CRAFT-pytorch icon indicating copy to clipboard operation
CRAFT-pytorch copied to clipboard

about niter variable

Open ntdat017 opened this issue 5 years ago • 2 comments

I look thought source code and getDetBoxes_core() function but I can't understand what is institute of niter variable. I know niter like padding pixel but why it's has that formal's mathematics.

        segmap = np.zeros(textmap.shape, dtype=np.uint8)
        segmap[labels==k] = 255
        segmap[np.logical_and(link_score==1, text_score==0)] = 0   # remove link area
        x, y = stats[k, cv2.CC_STAT_LEFT], stats[k, cv2.CC_STAT_TOP]
        w, h = stats[k, cv2.CC_STAT_WIDTH], stats[k, cv2.CC_STAT_HEIGHT]
        niter = int(math.sqrt(size * min(w, h) / (w * h)) * 2)
        sx, ex, sy, ey = x - niter, x + w + niter + 1, y - niter, y + h + niter + 1
        # boundary check
        if sx < 0 : sx = 0
        if sy < 0 : sy = 0
        if ex >= img_w: ex = img_w
        if ey >= img_h: ey = img_h
        kernel = cv2.getStructuringElement(cv2.MORPH_RECT,(1 + niter, 1 + niter))
        segmap[sy:ey, sx:ex] = cv2.dilate(segmap[sy:ey, sx:ex], kernel)
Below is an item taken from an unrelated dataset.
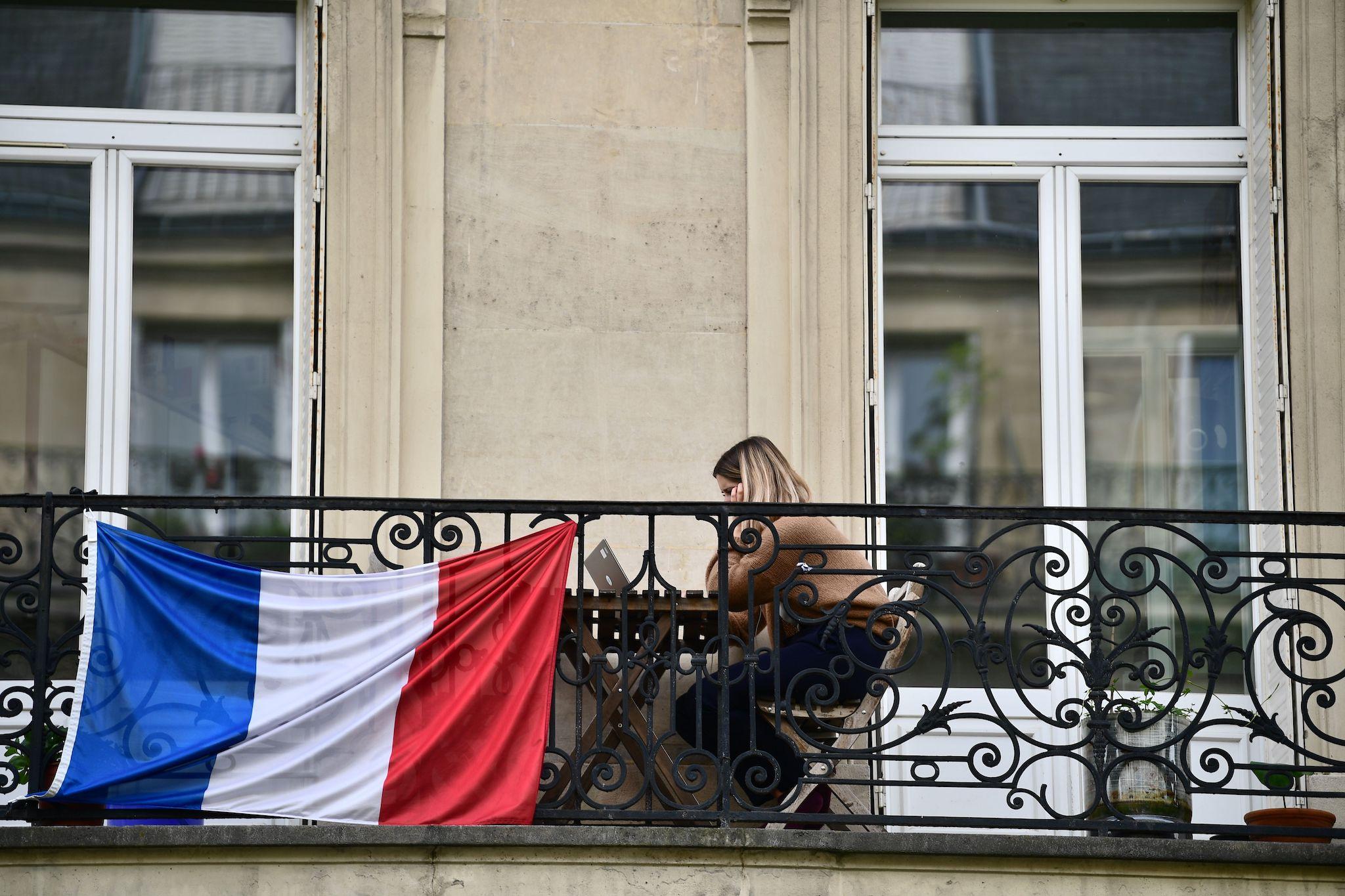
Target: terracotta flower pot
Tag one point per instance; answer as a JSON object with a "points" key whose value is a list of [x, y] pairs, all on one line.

ntdat017 avatar Nov 01 '19 15:11 ntdat017

@ntdat017 A silly answer to a wise question. The formula is based on empirical observation. :)

        niter = int(math.sqrt(size * min(w, h) / (w * h)) * 2)
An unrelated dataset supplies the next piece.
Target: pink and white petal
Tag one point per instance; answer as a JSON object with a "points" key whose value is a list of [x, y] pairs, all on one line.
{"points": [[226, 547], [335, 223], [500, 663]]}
Actually, there are two parts.

(1) size/(w*h) is the occupancy ratio of the text region over the rectangle text box. We found the fact that a single character region needs to be dilated more, and this makes it possible.

(2) min(w,h) is to make the dilation ratio proportional to the box height. I think this is more intuitive than the above formula.
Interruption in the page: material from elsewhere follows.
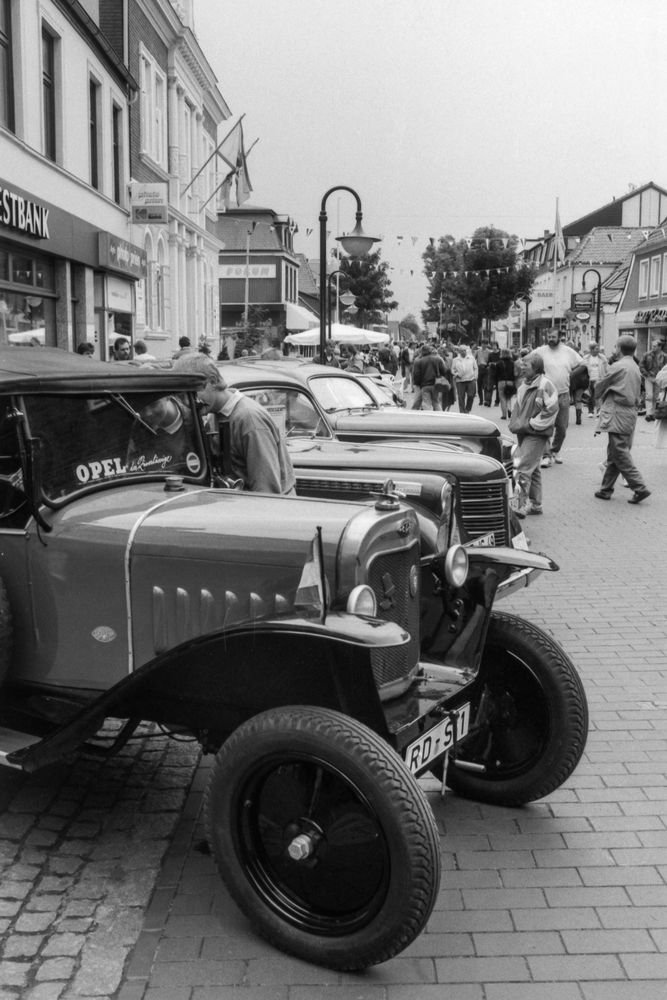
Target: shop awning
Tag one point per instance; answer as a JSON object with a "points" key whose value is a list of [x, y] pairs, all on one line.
{"points": [[298, 318]]}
This part is an open question, and any suggestions regarding post-processing will be helpful. :)

YoungminBaek avatar Dec 04 '19 08:12 YoungminBaek

@YoungminBaek A lot thanks for your answer and I get the idea behind this post-processing! But silly me, I still cann't understand what are the sx, sy, ex or ey and why they are necessary. At kernel = cv2.getStructuringElement(cv2.MORPH_RECT,(1 + niter, 1 + niter)), niter decides the size of kernel, why is that? Thank U!

Boatsure avatar Sep 23 '20 01:09 Boatsure